ドイツ映画「ザッハトルテ」(Sachertorte)を観ました。

ザッハトルテ

ザッハトルテ

  • 出版社/メーカー:
  • 発売日: 2022/11/18
  • メディア: Prime Video

2023年の作品。IMDb評価は6・8。ラブロマンス。素敵で夢のあるラブロマンスでした。最後はとっても現実味のある結末もまたよし。気軽に観れて楽しかった。

ドイツ人のカールはベルリンの街中でニニというオーストリー人の旅行者に会う。意気投合しお互いに好意を持ち始めた時、別れの時間がやってくる。彼女の電話番号を携帯に入れてもらったが、かかって来た電話にすぐ出たため彼女の電話番号が消えてしまう。焦るカール。ニニが乗ったバス会社の運転手に連絡を取ってもらいバスの中で放送を入れてもらうが生憎彼女はヘッドフォンで耳がふさがれ車内放送を聞いていない。今度は駅に向かうも犬を連れた女性(ミリアム)のリードに絡まれ、時間を食い探せず仕舞い。そこでカールは決心する。ウィーンのホテル・ザッハーのカフェで向こう一年毎日3時に座って彼女を待ち続けることを。彼女が口にした「毎年誕生日の3時にカフェ・ザッハーでザッハトルテでお祝いしてもらう」ことを手掛かりに、彼女に会うためにウィーンに出かけるのでした…。
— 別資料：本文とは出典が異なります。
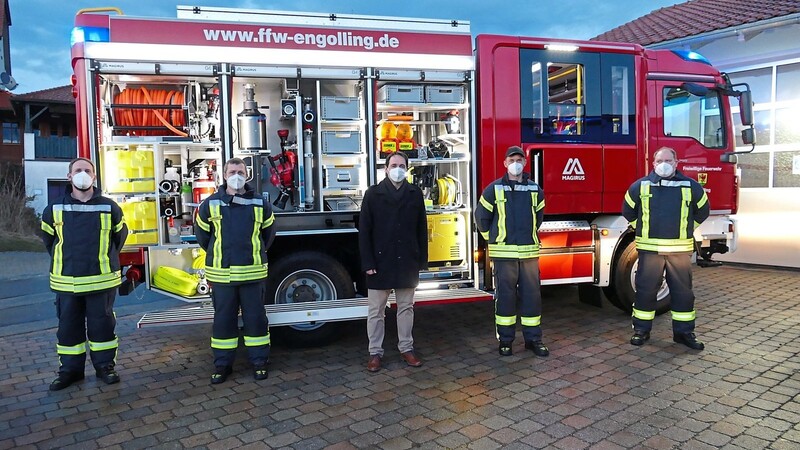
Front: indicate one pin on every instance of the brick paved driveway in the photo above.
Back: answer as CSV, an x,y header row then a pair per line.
x,y
594,391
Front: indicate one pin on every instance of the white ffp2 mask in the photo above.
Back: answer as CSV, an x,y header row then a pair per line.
x,y
82,181
515,168
665,170
236,181
397,174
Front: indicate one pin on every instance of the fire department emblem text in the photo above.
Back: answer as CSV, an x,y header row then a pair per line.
x,y
573,171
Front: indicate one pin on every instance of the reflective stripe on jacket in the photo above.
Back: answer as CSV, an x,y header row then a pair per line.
x,y
235,231
84,240
665,212
508,216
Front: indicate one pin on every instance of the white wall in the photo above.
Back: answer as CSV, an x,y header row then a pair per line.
x,y
768,218
38,172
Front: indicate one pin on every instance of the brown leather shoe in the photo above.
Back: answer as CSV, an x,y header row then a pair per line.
x,y
374,363
411,359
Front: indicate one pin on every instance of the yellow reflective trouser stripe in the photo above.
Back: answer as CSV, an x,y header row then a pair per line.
x,y
485,203
644,195
686,196
100,346
683,316
665,245
85,284
71,350
500,200
270,220
217,218
702,201
255,236
105,232
48,229
255,341
530,321
514,251
58,257
236,273
644,315
629,200
505,320
203,224
225,344
534,208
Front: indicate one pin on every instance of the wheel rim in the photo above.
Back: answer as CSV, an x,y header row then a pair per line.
x,y
305,286
663,290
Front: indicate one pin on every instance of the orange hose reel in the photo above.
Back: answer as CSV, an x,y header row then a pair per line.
x,y
140,117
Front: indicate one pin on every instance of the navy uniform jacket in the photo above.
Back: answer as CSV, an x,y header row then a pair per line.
x,y
665,211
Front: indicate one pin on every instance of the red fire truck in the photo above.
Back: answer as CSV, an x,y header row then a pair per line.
x,y
315,102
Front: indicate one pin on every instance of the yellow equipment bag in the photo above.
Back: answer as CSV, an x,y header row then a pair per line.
x,y
176,281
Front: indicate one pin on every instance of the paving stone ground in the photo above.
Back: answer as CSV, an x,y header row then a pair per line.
x,y
594,391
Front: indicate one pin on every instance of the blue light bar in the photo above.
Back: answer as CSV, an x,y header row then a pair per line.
x,y
689,55
88,34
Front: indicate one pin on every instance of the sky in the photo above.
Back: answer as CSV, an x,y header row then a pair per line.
x,y
40,29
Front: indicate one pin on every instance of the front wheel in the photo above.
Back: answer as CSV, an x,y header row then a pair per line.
x,y
622,291
308,277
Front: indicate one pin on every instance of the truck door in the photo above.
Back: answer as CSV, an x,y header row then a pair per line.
x,y
561,126
693,126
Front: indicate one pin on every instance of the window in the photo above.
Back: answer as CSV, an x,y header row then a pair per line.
x,y
786,169
693,116
10,133
754,169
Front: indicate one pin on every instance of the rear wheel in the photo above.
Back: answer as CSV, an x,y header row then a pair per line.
x,y
308,277
622,291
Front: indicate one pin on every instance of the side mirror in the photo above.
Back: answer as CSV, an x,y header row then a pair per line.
x,y
749,136
746,108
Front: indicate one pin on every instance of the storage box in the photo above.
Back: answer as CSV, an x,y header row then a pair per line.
x,y
343,203
142,219
344,177
341,142
447,241
399,93
176,281
341,108
129,171
444,94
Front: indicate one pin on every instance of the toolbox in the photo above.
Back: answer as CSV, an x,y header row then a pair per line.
x,y
401,93
340,108
176,281
341,142
444,94
342,177
447,241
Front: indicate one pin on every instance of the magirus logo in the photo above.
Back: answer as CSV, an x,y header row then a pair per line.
x,y
573,171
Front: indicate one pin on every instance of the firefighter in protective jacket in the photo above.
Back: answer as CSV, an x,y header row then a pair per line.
x,y
508,216
235,228
664,208
84,232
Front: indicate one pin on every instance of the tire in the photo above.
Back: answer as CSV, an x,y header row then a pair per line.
x,y
623,284
307,277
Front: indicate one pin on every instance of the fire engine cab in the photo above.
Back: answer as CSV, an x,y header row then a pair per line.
x,y
315,102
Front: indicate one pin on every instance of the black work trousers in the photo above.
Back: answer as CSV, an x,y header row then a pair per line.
x,y
649,276
80,315
517,289
228,299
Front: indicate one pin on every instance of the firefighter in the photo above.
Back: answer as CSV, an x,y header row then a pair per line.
x,y
664,208
235,228
84,232
508,216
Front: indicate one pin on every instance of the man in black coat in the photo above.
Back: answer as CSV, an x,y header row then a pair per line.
x,y
393,240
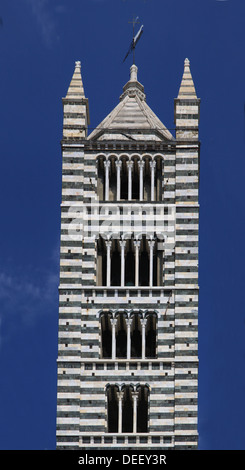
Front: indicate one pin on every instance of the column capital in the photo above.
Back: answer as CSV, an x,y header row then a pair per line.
x,y
107,164
151,244
137,243
108,243
118,164
130,164
122,243
135,395
153,164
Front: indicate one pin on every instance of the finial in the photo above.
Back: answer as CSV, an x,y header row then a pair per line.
x,y
133,73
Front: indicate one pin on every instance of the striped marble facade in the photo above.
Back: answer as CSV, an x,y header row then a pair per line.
x,y
83,373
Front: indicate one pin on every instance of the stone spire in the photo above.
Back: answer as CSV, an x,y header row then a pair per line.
x,y
76,110
76,89
186,108
187,88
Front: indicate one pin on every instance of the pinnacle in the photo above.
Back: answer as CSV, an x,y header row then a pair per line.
x,y
187,88
76,89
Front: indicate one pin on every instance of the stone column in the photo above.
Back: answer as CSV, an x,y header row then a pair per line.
x,y
143,325
137,247
107,165
129,323
152,167
120,399
141,165
113,337
130,166
151,246
118,167
135,398
123,244
108,263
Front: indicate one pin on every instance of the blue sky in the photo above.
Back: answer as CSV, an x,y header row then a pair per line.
x,y
40,40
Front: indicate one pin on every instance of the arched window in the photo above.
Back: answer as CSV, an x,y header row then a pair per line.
x,y
121,336
142,408
106,335
112,408
144,263
150,335
101,262
127,410
129,264
115,264
136,337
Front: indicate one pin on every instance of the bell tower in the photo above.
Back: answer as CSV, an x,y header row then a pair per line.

イーサン・ホークの「ビフォア・サンライズ」が大好きな主人公のカール。この映画の名前が何度も出てきます。「ビフォア・サンライズがザッハトルテを捜してる」「ビフォア・サンライズの人探し」など彼女にしかわからないタイトルをつけて車内放送したりSNSに載せてみたり。「ビフォア・サンライズ」、ロマンチックでいい映画だったことを思い出しました。またウィーンの街に路面電車が走っていたことも、映画「第三の男」で有名な観覧車があることも、マリー・テレジアが大好きな緑と黄色の色の街並みであることも(しかもカールとミリアムのコートの色がこの緑と黄色だったのが何とも粋だった)、ザッハトルテが堅めのケーキであったその味も、オペラ座でモーツアルトの演奏を聴きに行ったことも(映画ではオペラ「トスカ」を観に行っていました)オペラ座に足を運んでる人たちが素敵なドレスを着てみんなドレスアップして出かけていたのも思い出しました。
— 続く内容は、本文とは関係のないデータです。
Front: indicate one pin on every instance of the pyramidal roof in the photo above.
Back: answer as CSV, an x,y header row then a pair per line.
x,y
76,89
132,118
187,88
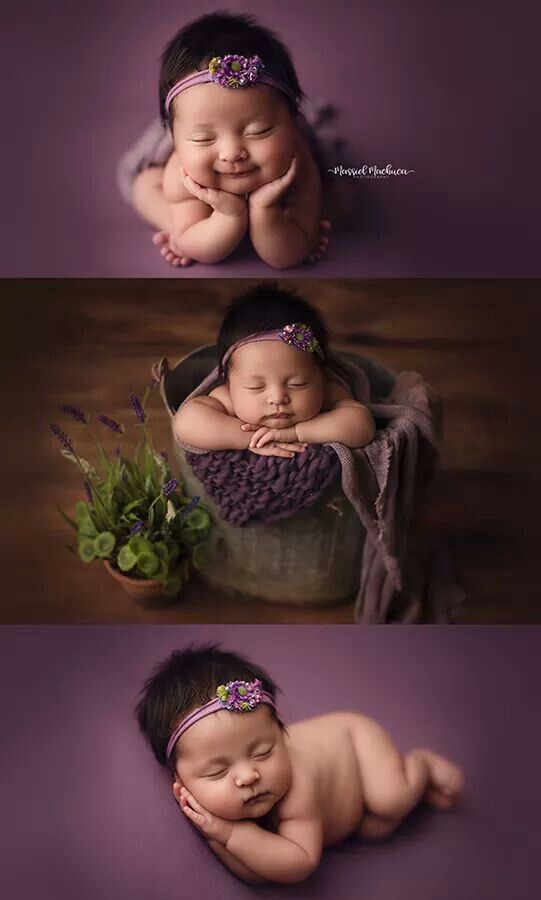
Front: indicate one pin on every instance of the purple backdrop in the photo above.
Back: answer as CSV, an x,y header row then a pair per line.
x,y
86,813
435,87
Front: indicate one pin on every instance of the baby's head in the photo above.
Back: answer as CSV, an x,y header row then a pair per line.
x,y
233,139
235,762
273,382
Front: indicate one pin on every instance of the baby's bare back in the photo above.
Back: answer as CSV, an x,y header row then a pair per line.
x,y
326,763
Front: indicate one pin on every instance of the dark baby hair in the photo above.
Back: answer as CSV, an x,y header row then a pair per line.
x,y
266,307
184,681
218,34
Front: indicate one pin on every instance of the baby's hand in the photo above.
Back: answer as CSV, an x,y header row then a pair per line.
x,y
269,194
264,436
212,827
223,202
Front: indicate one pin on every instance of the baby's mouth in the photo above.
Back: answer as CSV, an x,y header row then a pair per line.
x,y
239,174
256,798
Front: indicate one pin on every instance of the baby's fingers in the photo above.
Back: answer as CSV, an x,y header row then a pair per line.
x,y
293,446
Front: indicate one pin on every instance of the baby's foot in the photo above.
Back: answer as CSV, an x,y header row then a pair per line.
x,y
446,781
162,239
322,241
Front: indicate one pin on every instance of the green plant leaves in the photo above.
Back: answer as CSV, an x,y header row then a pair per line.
x,y
126,559
87,551
148,563
198,519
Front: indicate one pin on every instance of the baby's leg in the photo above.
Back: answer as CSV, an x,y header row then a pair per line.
x,y
394,784
149,201
322,241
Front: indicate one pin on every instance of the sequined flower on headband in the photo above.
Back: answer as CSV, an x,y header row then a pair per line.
x,y
299,336
241,696
235,71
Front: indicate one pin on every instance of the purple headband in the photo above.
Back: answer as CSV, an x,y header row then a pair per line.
x,y
297,335
231,71
237,696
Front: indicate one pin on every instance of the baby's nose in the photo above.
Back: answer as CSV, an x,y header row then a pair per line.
x,y
278,396
246,776
232,150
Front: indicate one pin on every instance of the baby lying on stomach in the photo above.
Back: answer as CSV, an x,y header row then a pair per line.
x,y
269,799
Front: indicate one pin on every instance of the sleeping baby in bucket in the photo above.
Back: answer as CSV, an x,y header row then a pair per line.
x,y
269,798
277,394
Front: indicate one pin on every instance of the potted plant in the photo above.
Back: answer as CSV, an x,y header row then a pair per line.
x,y
136,518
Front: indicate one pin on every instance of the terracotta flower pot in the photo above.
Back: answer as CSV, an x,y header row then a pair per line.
x,y
146,591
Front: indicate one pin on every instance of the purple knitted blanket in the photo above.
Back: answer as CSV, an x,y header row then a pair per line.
x,y
248,488
385,482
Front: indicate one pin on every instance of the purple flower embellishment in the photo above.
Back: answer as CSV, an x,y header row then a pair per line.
x,y
74,412
62,437
110,423
170,487
240,696
300,336
235,71
137,408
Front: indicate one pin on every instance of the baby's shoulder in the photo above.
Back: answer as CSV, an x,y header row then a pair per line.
x,y
174,189
334,391
221,393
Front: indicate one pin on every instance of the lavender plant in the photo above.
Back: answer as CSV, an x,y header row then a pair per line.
x,y
136,514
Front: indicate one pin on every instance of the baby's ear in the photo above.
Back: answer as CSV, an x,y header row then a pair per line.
x,y
176,786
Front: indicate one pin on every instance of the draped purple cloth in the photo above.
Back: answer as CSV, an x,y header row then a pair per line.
x,y
401,579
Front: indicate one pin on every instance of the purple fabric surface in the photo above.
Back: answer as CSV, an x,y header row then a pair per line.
x,y
249,488
86,812
439,88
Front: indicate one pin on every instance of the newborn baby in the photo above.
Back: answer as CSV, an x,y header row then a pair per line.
x,y
267,798
241,160
277,394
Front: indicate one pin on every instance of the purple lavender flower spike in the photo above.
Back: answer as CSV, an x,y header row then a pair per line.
x,y
62,437
110,423
186,510
74,412
137,408
170,487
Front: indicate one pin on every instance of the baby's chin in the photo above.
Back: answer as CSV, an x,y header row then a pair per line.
x,y
239,185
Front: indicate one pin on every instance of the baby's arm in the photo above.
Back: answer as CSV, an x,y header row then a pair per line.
x,y
248,850
289,856
205,422
286,234
206,225
345,421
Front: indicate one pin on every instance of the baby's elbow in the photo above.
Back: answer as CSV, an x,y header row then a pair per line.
x,y
365,431
301,871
映画では100日間カフェに通ったあと、カールは本当に自分はニニが好きなのかどうかわからなくなります。単なる執着なのか何なのか。カフェに通ってザッハトルテを注文するのを止めよう決めたその最終日、ニニが現れます。カールにはウィーン滞在中毎日通ったミリアムの店もあり、ミリアムと恋仲になっていました。彼女がニニ探しを助けてくれ、店のWi-Fiに仕事でお世話になり、オペラを観に行ったり、観覧車に乗ったりしていたのです。カールはニニに会うと自分には好きな人ミリアムができたことを言い、ニニにも好きな人がいることがわかりそこでニニ探しに決着がつきます。現実はとっても現実的だったのが意外と良かったです。

そして本当に素敵だったのは、給仕してくれる女性が毎日通うカールに毎日毎日帰り際に必ず「明日は必ず(運命の彼女が)来ます」と希望を言ってくれていたことでした。こんな気遣いの給仕の人がいたら心潤うなあと。その彼女は「仕事を辞めた。世界旅行するのが昔からの夢だった。あなたのように私も夢を追うわ」と言っていたことも良かった。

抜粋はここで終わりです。